These properties make aluminum by far the most important competitor of copper in electric transmission and have led to its use in a number of cases, notably for the two longest lines in the world, namely, between Colgate and Oakland and between Electra and San Francisco, in California.
It has not been found practicable to solder joints in aluminum wires because of the resulting electrolytic action when aluminum is in contact with other metals. Joints of aluminum wires are usually made by slipping the ends past each other in an oval aluminum sleeve and then giving the sleeve and wires two or three complete twists, or by a process of cold welding with a sleeve joint.
Long transmission lines are in nearly all cases run with bare wire supported by poles. Where very high voltages are employed no insulation that can be put on the wire will make it safe to handle, and the cost of such insulation would add materially to that of the entire line. It is, therefore, the practice to run transmission lines above all other wires and to rely entirely on the supports for insulation.
The considerations thus far noted apply alike to wires carrying continuous and alternating currents, but there are some other factors that apply solely to alternating lines.
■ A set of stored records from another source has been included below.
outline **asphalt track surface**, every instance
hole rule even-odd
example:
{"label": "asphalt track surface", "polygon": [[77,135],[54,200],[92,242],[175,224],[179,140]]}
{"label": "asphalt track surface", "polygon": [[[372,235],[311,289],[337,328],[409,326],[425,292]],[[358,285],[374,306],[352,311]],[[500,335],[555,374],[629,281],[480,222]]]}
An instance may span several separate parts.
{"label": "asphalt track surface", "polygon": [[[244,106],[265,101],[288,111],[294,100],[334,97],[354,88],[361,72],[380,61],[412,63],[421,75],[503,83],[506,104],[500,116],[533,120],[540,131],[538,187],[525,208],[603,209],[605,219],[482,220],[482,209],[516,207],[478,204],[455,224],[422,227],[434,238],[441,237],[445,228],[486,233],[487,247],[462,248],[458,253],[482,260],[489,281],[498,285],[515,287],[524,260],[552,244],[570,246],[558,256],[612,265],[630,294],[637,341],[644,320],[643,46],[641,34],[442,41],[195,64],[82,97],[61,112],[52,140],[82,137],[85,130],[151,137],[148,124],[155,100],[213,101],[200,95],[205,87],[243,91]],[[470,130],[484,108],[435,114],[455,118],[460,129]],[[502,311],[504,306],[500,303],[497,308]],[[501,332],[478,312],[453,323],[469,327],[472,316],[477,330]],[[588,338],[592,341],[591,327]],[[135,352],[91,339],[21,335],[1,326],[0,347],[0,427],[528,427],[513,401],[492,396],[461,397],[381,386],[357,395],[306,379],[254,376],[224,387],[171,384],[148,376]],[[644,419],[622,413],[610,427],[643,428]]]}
Owing to the inductive effects of alternating currents in long, parallel wires, such wires should be transposed between their supports at frequent intervals. The induction between wires increases with the frequency of the current carried, and decreases with the distance between the wires. According to these conditions, wires should be transposed as often as every eighth of a mile in some cases, and at intervals of one mile or more in others.
An alternating current when passing along a line tends to concentrate itself in the outer layers of the wire, leaving the centre idle. This unequal current distribution increases with the frequency of the current and with the area of the cross section of the wire. The practical effect of this unequal distribution is to make the resistance of a wire a little higher for alternating than for continuous currents. In existing transmission lines the increase of resistance due to this cause seldom amounts to one per cent.
When an alternating current passes through a circuit, the action termed self-induction sets up an electromotive force in the circuit that opposes the flow of current, as does the resistance of the wire, and this is called the inductance of the circuit. The ratio of this inductance to the resistance of a circuit increases with the number of periods per second of the alternating current used and with the sectional area of the wires composing the circuit. For a circuit of No. 6 B. & S. gauge wire the inductance amounts to only five per cent of the line resistance, but for a circuit of No. 000 wire the inductance consumes as much of the applied voltage as does the resistance, with 60-cycle current.
Both the unequal distribution of alternating current over the cross-section of a conductor and the inductance of circuits make it desirable to keep the diameters of transmission wires as small as other considerations permit. As soft copper has greater conductivity per unit of area than any of the other available metals, it clearly has an advantage over all of them as to inductance and increase of resistance with alternating current.
At very high voltages there is an important leakage of energy between the conductors of a circuit, and this loss varies inversely with the distance between these conductors. Thus it happens that inductance makes it desirable to bring the parallel wires of a circuit close together, while the leakage of energy from wire to wire makes it desirable to carry them far apart.
To provide greater security from interruption, the conductors for important transmissions are in some cases carried on two independent pole lines. Even where all the conductors are on a single line of poles it is frequent practice to divide them up into a number of comparatively small wires, and this decreases inductance.